А когда командир Колядо при всем народе, что собрался в избе Каревых, обнял Артемку, радость жаром обдала, а в сердце появилась такая гордость, будто не Артемку, а ее похвалил командир за боевые подвиги. Значит, Артемка в самом деле храбрый и сильный. Смелее всех. Даже Проньки.
Смотрит Настенька на Артемку, на его белесую голову, на нос-лапоток и глаза становятся ласковыми, теплыми.
— ...Так и решим,— доносится до Настеньки Артемкин голос.
А что ребята решили, она прослушала. Улыбнулась, спокойно подумала: «Коли взялся Тема за дело — все будет хорошо. Военный он».
Спирька собрался уходить. Встала и Настенька. Артемка подошел к ней.
— Позови бабушку. Пусть придет. Соскучился...— И к Проньке:—Ты, Пронька, не беспокойся — никто не заметит. Ночью Настенька приведет ее. А?
Настенька, пряча глаза, отвернулась к окну. А Пронька лихорадочно думал, что же ответить Артемке. Пока думал, вклинился Спирька:
— Какую бабушку?
— Вот здорово! Мою!
— Да ты что? Ведь ее зарубили каратели.
Сказал и осекся, увидев страшное Пронькино лицо, холодные глаза Настеньки и окаменевшего Артемку.
— Я... Ты...— залепетал Спирька, поняв, что он наделал.— Я думал, что ты знаешь.... Я не хотел... Вот крест святой — не хотел... Я, Артемка, не знал...
— Пошел отсюда! — заорал Пронька.— Убью!
Спирьку словно сквозняком выкинуло из избы.
Артемка тяжело сел на лавку. Настенька рядом, говорила что-то успокаивающее, но он ничего не слышал: неожиданное горе оглушило, захлестнуло, словно удавкой. Молчаливый, недвижный, он долго сидел так, потом встал, глухо сказал Проньке:
— Достань браунинг.
Пронька сунул руку в небольшую отдушину в углу пола, вынул сверток.
Артемка развернул его, в руке зеркалом блеснул браунинг. Заметил беспокойный вопросительный взгляд Настеньки.
— Не беспокойся, все будет как надо.
До самого вечера просидели ребята, хмурые, сосредоточенные, лишь изредка перебрасываясь короткими фразами.
Утром Пронька отправился к центру села поразузнать новости. Проходя мимо филимоновского дома, увидел Мотьку. Тот сам с собой играл в бабки.
— Здорев, Матюша! Что — краснопузых обыгрываешь?
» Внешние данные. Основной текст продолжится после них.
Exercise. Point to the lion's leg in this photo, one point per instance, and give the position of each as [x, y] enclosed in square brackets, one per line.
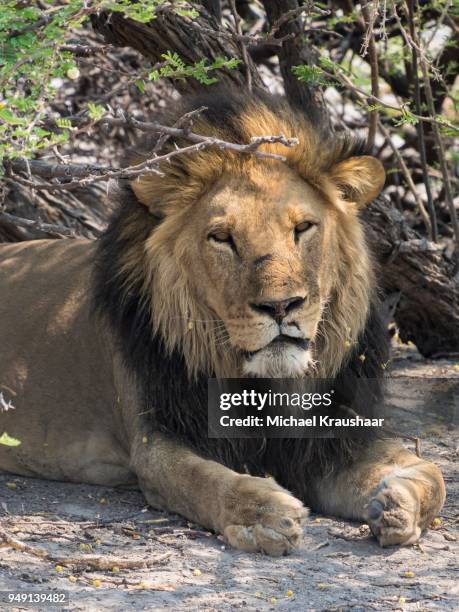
[393, 490]
[254, 514]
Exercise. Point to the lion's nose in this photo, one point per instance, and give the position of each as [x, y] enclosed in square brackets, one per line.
[278, 309]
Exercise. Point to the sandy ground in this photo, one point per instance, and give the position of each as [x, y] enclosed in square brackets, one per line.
[339, 567]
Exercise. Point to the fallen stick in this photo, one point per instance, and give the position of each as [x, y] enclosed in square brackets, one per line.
[96, 562]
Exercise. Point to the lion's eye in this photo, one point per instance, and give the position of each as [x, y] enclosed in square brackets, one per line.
[221, 237]
[303, 227]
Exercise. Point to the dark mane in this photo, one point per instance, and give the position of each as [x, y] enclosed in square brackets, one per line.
[171, 402]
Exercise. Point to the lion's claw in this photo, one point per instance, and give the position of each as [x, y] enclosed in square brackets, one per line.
[393, 514]
[266, 519]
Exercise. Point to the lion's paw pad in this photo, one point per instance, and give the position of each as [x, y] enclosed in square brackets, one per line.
[268, 540]
[266, 519]
[393, 514]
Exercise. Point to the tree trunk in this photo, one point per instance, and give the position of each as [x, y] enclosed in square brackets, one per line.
[428, 311]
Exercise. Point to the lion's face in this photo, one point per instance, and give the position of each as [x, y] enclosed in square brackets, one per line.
[259, 258]
[260, 249]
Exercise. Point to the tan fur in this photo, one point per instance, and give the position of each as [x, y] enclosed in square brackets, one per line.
[341, 186]
[77, 409]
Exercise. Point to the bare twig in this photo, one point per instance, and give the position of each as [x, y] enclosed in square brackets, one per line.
[419, 126]
[92, 174]
[369, 17]
[408, 178]
[345, 81]
[47, 228]
[96, 562]
[417, 52]
[244, 52]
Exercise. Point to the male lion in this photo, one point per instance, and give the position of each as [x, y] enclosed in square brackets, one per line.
[227, 265]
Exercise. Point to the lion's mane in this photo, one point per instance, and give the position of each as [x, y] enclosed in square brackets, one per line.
[147, 303]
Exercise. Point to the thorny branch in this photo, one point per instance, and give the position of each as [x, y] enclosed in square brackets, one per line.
[93, 173]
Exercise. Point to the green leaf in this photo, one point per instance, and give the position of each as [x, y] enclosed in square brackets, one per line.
[7, 440]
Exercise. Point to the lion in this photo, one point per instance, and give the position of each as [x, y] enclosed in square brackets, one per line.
[223, 265]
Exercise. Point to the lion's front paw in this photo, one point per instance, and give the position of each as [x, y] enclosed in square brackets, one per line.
[393, 513]
[263, 517]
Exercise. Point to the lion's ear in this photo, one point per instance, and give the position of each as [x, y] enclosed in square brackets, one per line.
[359, 179]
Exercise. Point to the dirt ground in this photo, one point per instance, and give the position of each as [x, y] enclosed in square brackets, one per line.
[339, 567]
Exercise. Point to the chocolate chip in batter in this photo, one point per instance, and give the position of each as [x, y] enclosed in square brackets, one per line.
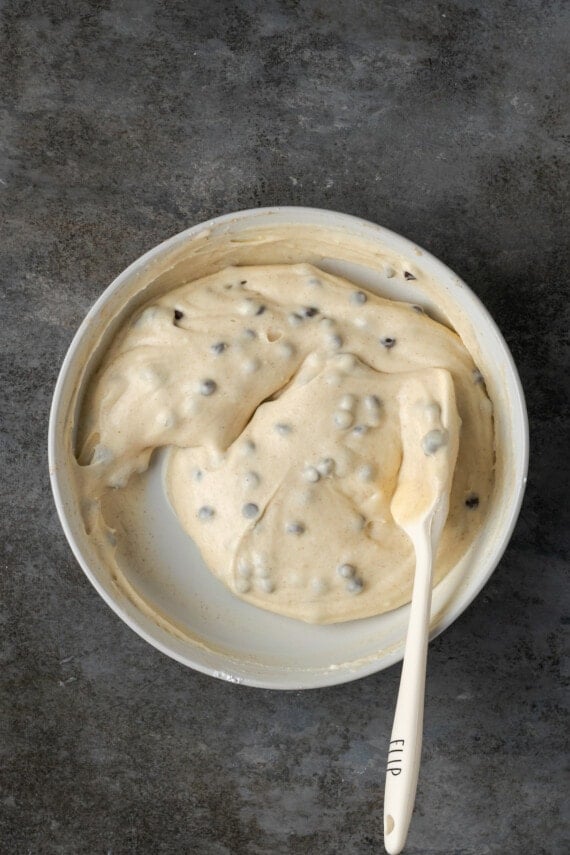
[354, 586]
[295, 528]
[208, 387]
[346, 571]
[250, 510]
[283, 428]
Мотька не заметил ехидства, обрадовался:
— А, Проня! Постой-ка, что спрошу.
Мотька подбежал, уставился в Проньку с каким-то непонятным жадным любопытством:
— Пронь, неужто энто правда?
— Что, Матюша?
— Неужто всамделе Артемка Карев у тебя хоронится?
Все, что угодно, но такого вопроса Пронька не ожидал.
От него он качнулся, будто получил удар обухом по голове.
— От-куда в-взял т-такое?
— Ванька Гнутый утресь сказал. Говорит: «Дай бабок тридцать штук, тайну скажу». Я дал, он и рассказал. Будто Спирька Гусь сам его видел, яйца, мол, передавал ему. Сорок штук...— И потом сипло, с придыхом: — Живет, да? Ранетый?
— Брехня, брехня это! — закричал Пронька.— Покажу я этому Гнутому твоему! И Спирьке! Ишь, чего навыдумывали, сволочи.— А у самого сердце льдом занялось, во рту пересохло.— Я его, краснопузого, коли попался бы, разом свел в дежурку...
— Вот и я говорю Кеше Хомутову...
— Какому еще Кеше?
— Знакомый у меня есть. Во парень! — И Мотька выставил большой грязный палец.— Он у Бубнова в отряде... Вот я и говорю Кеше: «Брехня. Проня не такой! Он свой».
— А Кешка твой тоже поверил?
— Поверил. Грит: знаю я такого подлеца, счас же разузнаю...
Проньке стало совсем худо.
— Ну дураки... Наболтали напраслины, а меня теперь возьмут за воротник...
— Я заступлюся, Проня. Ты не бойся. Я так, и сказал: «Брехня. Проня не такой. Он свой...»
— А где Кешка-то теперь?
— К Бубнову побег, должно. Одному, грит, несподручно. Спрашивал, есть ли оружие у Артемки. Я говорю: с наганом ходит.
Медлить было нельзя. Пронька, чтобы обмануть Мотьку, огорченно вздохнул, махнул рукой и, будто сильно обидевшись, пошел обратно. Но только зашел за угол, бросился бежать. Влетел в избу, сразу к тете:
— Где Артемка?
Тетя передернулась вся:
— Ой, господи, перепугал ажно! Спит он, зачем кричишь?
Пронька на печь.
— Артемка, вставай, скорей вставай!
Тот, вздрогнув, проснулся.
— Скорей. Прятаться надо. Узнали про тебя... Может, вот-вот придут. Кешка какой-то... Не тот ли, что ранил тебя?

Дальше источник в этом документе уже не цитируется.